Misc Stuff 2

Reading
I finished Ta-nehisi Coat’s Between the World and Me in a few days. It brought me back to late night conversations outside Butler library and Hartley lounge with black friends who were articulating a reality I didn’t understand at the time and still don’t. Lines I liked:
  • There were little white boys with complete collections of football cards, and their only want was a popular girlfriend and their only worry was poison oak.
  • I felt, but did not yet understand, the relation between that other world and me.
  • I don’t know that I have ever found any satisfactory answers of my own. But every time I ask it, the question is refined.
  • My working theory then held all black people as kings in exile, a nation of original men severed from our original names and our majestic Nubian culture. Surely this was the message I took from gazing out on the Yard. Had any people, anywhere, ever been as sprawling and beautiful as us?

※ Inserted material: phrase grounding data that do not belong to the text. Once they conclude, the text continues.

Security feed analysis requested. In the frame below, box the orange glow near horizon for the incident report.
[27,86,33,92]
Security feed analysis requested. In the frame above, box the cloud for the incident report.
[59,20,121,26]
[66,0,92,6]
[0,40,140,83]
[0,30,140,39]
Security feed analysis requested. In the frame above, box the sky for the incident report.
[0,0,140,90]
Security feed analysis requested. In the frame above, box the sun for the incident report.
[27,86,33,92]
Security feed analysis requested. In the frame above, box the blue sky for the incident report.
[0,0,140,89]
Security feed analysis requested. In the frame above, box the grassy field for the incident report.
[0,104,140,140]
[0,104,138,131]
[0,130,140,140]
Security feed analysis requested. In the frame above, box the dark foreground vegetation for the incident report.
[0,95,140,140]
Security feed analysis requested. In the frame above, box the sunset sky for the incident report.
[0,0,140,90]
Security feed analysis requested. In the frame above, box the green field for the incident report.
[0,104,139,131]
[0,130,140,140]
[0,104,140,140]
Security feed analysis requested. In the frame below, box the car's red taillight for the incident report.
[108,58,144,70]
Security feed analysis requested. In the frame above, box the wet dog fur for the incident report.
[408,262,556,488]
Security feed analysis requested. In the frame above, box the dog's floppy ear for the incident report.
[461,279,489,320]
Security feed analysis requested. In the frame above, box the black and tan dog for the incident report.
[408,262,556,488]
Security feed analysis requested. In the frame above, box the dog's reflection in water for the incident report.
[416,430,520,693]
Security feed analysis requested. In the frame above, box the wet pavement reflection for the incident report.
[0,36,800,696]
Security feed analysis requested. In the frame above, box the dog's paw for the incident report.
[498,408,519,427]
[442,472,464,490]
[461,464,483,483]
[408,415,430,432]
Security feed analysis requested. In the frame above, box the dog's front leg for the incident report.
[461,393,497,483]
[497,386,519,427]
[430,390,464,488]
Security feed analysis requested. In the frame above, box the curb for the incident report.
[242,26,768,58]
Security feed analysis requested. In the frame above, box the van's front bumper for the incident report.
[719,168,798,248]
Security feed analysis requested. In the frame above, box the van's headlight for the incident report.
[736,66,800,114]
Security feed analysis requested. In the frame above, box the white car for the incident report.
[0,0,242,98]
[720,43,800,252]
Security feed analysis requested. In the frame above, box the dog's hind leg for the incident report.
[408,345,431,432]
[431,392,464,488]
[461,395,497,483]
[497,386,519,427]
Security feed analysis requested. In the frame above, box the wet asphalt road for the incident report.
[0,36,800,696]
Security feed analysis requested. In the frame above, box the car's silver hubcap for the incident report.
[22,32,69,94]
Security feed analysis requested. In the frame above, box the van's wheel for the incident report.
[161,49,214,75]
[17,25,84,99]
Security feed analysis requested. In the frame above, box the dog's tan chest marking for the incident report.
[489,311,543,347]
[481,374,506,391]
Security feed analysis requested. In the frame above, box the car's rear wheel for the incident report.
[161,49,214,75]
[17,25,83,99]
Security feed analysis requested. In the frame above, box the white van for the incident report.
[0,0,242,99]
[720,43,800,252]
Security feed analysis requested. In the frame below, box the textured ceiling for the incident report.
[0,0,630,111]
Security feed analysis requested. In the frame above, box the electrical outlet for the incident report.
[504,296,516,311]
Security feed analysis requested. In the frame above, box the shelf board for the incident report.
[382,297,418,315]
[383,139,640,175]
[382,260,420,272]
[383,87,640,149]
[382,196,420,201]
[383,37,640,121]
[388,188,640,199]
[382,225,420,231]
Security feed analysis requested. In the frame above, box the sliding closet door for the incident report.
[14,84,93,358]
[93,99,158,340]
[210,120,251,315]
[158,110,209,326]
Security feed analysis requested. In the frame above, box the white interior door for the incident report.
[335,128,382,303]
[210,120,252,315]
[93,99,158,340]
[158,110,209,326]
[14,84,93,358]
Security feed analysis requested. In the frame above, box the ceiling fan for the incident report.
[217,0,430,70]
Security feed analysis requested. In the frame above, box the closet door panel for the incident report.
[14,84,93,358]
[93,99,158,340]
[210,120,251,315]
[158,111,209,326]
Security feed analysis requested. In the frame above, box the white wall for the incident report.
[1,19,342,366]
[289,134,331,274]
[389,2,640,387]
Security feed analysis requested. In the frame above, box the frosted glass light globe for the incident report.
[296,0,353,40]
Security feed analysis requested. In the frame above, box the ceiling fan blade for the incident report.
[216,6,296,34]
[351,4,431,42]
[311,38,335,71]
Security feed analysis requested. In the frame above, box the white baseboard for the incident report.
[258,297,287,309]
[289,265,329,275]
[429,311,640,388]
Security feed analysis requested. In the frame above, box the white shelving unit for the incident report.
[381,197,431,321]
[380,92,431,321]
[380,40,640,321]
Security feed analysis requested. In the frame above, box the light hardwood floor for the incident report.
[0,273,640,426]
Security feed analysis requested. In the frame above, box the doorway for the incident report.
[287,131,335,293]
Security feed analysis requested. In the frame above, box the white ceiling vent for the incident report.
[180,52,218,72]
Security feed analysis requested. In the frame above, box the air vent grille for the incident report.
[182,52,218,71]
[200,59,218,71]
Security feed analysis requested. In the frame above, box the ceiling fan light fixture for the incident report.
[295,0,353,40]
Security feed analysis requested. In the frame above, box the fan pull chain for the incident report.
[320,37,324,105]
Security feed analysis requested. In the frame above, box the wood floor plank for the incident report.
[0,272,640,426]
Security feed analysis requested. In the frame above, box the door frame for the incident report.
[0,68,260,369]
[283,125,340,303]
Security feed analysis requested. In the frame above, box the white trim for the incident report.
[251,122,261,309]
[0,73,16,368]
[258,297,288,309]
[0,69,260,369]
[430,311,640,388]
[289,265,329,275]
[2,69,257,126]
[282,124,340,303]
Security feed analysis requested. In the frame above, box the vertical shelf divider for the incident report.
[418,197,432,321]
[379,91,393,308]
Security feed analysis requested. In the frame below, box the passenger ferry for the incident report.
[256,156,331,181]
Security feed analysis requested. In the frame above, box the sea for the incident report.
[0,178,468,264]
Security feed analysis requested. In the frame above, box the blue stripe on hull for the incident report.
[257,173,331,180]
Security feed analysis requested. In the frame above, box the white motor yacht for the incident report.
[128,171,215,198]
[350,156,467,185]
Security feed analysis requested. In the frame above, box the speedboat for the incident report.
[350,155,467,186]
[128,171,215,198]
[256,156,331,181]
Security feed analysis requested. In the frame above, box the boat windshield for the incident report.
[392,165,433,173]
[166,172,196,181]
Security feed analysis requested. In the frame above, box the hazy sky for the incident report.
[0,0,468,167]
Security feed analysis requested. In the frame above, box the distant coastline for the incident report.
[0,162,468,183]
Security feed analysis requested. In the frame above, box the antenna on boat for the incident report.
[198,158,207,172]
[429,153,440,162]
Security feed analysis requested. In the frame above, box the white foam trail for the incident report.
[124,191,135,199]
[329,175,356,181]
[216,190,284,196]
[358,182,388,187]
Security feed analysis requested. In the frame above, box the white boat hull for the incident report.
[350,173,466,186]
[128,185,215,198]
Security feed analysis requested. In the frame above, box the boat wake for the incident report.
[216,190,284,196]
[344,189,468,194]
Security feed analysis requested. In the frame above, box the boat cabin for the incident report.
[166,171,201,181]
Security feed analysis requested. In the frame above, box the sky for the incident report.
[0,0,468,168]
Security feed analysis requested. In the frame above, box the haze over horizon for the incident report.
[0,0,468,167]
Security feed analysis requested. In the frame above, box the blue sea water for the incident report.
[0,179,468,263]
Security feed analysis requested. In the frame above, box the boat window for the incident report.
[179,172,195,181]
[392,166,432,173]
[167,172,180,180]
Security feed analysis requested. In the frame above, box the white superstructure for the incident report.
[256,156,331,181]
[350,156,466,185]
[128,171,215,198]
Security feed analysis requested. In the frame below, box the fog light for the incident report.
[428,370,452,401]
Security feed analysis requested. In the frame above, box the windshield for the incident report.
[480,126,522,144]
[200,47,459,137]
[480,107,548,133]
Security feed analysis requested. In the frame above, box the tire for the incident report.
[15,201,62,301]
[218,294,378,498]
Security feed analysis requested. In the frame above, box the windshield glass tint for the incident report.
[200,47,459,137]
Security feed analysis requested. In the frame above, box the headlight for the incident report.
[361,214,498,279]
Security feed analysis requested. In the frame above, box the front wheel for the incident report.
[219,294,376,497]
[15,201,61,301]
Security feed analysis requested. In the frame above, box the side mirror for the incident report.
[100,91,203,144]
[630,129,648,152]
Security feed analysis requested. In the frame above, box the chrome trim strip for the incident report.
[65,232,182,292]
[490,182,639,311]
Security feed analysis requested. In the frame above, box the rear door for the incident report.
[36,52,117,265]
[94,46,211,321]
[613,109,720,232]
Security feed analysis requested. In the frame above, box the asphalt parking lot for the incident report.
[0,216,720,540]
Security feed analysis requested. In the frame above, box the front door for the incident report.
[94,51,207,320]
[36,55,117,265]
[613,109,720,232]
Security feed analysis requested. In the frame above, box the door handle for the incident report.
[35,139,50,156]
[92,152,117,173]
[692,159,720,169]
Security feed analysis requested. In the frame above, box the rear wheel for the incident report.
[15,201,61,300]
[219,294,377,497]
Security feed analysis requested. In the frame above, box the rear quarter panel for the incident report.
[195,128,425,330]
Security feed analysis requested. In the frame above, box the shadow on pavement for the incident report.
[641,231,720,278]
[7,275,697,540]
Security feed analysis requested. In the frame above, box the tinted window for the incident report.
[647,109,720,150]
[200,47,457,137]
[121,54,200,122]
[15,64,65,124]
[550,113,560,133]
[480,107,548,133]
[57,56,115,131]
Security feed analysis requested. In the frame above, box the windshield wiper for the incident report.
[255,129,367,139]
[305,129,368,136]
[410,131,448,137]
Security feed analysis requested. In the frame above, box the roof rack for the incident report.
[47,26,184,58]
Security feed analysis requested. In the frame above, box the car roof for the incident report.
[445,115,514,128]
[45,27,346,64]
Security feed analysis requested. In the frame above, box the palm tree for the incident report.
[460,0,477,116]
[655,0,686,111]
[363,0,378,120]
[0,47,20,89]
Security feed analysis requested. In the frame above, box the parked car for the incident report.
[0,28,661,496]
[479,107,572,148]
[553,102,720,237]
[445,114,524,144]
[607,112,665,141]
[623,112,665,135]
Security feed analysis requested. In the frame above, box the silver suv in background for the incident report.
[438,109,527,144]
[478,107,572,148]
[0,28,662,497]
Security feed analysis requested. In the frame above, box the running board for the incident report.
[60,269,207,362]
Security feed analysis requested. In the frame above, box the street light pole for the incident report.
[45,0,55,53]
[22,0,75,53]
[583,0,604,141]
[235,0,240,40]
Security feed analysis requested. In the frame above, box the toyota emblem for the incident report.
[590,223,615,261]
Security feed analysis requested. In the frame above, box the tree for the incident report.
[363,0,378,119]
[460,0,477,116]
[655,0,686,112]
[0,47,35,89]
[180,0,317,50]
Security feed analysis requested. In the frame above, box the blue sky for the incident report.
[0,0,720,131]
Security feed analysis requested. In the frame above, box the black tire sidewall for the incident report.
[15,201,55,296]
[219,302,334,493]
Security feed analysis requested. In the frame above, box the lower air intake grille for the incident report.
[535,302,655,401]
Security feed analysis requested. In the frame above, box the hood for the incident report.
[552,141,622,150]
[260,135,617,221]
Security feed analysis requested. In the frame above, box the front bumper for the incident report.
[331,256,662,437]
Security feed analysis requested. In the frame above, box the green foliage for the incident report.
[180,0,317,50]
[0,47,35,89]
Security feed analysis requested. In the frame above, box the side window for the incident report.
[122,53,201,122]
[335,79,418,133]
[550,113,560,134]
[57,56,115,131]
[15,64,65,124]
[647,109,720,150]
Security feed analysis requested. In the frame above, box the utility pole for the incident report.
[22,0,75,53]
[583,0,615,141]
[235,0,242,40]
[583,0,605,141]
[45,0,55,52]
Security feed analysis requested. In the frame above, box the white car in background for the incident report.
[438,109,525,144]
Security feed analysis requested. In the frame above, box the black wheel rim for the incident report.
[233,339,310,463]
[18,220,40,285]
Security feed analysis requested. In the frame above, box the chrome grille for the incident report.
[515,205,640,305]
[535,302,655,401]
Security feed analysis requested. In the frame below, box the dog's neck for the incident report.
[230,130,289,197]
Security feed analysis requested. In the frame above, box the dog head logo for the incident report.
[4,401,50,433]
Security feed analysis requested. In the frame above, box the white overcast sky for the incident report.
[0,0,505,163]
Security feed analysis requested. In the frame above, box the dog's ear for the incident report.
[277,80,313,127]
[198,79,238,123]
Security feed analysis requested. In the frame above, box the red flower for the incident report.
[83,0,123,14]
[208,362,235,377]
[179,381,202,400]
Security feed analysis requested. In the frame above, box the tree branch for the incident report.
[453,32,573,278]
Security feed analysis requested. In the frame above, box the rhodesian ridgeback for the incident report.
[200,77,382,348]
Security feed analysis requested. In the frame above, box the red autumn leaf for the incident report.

  • I shared with him a healthy skepticism and a deep belief that we could somehow read our way out
  • There was no nobility in falling, in being bound, in living oppressed, and there was no inherent meaning in black blood. Black blood wasn’t black; black skin wasn’t even black.
  • My great error was not that I had accepted someone else’s dream but that I had accepted the fact of dreams, the need for escape, and the invention of racecraft.
  • I am black, and have been plundered and have lost my body. But perhaps I too had the capacity for plunder, maybe I would take another human’s body to confirm myself in a community.
  • Hate gives identity.
  • So much of my life was defined by not knowing.
  • And so there was, all about her, a knowledge of cosmic injustices, the same knowledge I’d glimpsed all those years ago watching my father reach for his belt, watching the suburban dispatches in my living room, watching the golden-haired boys with their toy trucks and football cards, and dimly perceiving the great barrier between the world and me.
  • Never forget that we were enslaved in this country longer than we have been free. Never forget that for 250 years black people were born into chains—whole generations followed by more generations who knew nothing but chains.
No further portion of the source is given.